Tal como referi no artigo anterior, desenvolvi no âmbito do módulo Viver em Português (cujo programa mistura Língua Portuguesa, História e Cultura de uma maneira abrangente) uma actividade de Roleplaying com uma boa dose de Gaming.
Numa oportunidade interesseira, pois também era meu propósito divulgar dissimuladamente este tipo de lazer para tentar encontrar mais jogadores na zona de Santarém, organizei os meus formandos em grupos de dois e distribui-lhes os papéis de homens pré-históricos da era do degelo. Cada um deles tinha uma habilidade especial (ser forte, fazer fogo, agilidade, etc.) e um vocabulário restrito escolhido de entre uma lista limitada de 50 palavras. De certo modo criaram/recriaram cada personagem escolhendo os atributos (o vocabulário limitado que os seus homens primitivos podiam usar além de gestos) e inventando mais alguns maneirismos e descrição física dos mesmos.
A actividade já estava delineada e as situações apresentadas já estavam pré-escritas. Uma crise assolava a tribo, a comida escasseava e a madeira também. Uma tempestade de neve na noite anterior cobria a montanha onde se localizava o refúgio cavernoso da tribo. O mais respeitável ancião da tribo vira-se para os jovens caçadores e diz: “Madeira Fogo Ir” gesticulando devagar e em sofrimento. O que é que fariam os oito jovens adultos pré-históricos? Que desafios e peripécias iriam enfrentar?
Confrontados com a necessidade de se organizarem alguns dos formandos tomaram iniciativa e fez-se um sorteio dos personagens, uma velha forma de trazer imparcialidade e profissionalismo à organização dos grupo de trabalhos na escola. Mas de qualquer modo a receptividade à ideia da actividade foi heterogénea. Alguns mostraram-se entusiasmados, outros mostraram-se duvidosos, e um deles voluntariou-se para tomar o papel de narrador da estória. Como nunca tinham experimentado este tipo de actividade fui mais cauteloso e deleguei nesse aluno voluntarioso a responsabilidade co-narração da estória fornecendo-lhe os materiais necessários e algumas indicações. Face à perspectiva de ser uma actividade lúdica que envolve aleatoridade, uns formandos até fabricaram um d6!
Sendo um grupo de jogo grande (16 formandos representando 8 personagens) e terem naturalmente dificuldade em organizar a contribuição para a actividade pois falavam efectivamente todos ao mesmo tempo e aliado ao facto de um dos personagens ter a habilidade de fazer pinturas rupestres ou desenhos no chão e regularmente deslocar-se ao quadro branco, por vezes a participação e o andamento da actividade era um pouco confusa e cansativa.
Contudo a pequena estória que envolvia conflitos com tigres dentes-de-sabre, rios difíceis de atravessar e mamutes presos num buraco conseguiu ser jogada em 4 horas com intervalos.

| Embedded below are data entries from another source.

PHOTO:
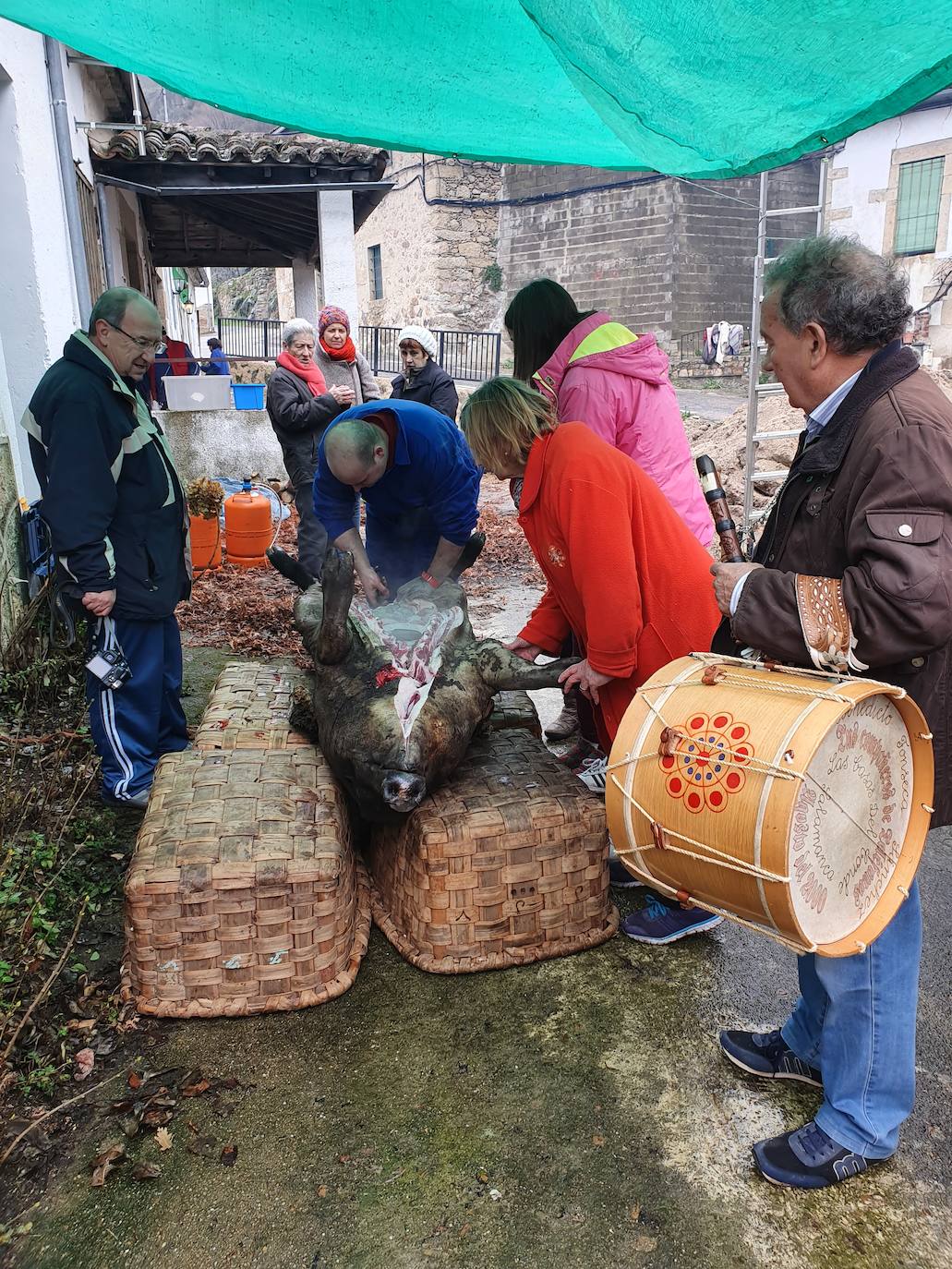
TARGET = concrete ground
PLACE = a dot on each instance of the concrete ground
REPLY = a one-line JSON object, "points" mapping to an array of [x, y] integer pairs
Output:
{"points": [[714, 403], [566, 1115]]}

Alguns mas poucos formados aborreceram-se e o meu co-narrador, apesar de eu ter sempre aproveitados todas as suas ideias e narrações, esmoreceu na segunda metade da actividade.
As descrições e relatos dos formandos não eram bastante vívidas e coloridas, cabendo-me a mim dar-lhe um pouco de vivacidade e uma boa dose de risco. Memoráveis foram as trapalhadas frutíferas do homem primitivo que apenas possuía uma bela dose de sorte diabólica como habilidade principal. Contudo a dificuldade que tinham em comunicar conceitos mais abstractos e planos conjuntos de acção usando um vocabulário reduzido foram muito interessantes para a contextualização de como poderá ter acontecido a evolução da língua a partir de sons perceptíveis usados entre homens primitivos, o que foi complementado por mim no fim da sessão numa espécie de resumo.
O interessante também foi a frustração de alguns face aos conflitos físicos entre homens primitivos e animais perigosos. A actividade não tinha regras específicas quanto ao sucesso ou insucesso dos ataques de lança e moca. Apenas cobriam o efeito de um dos homens ter sido mordido, o que lhe prejudicava aleatoriamente as acções sucedâneas que tentassem executar. Mas o facto de terem sido mordidos ou não era decidido por mim tendo em conta a necessidade da estória e de ilustração do perigo que eram os animais selvagens para a integridade física dos membros da tribo. Alguns formandos ressentiam, sem verbalizarem, a minha manipulação por detrás das cenas como narrador.
Quando acabamos a maioria gostou muito da actividade e mostrou vontade em repetir uma experiência semelhante. O terem jogado Lobisomens d’Aldeia Velha numa sessão anterior garantiu definitivamente para esse entusiasmo e para não rejeitarem de antemão esta nova experiência. Esta actividade em particular garantiu o sucesso da minha mais recente abordagem: mostrar o Basic Starter Set de Dungeons & Dragons. Mas sobre isso falo depois.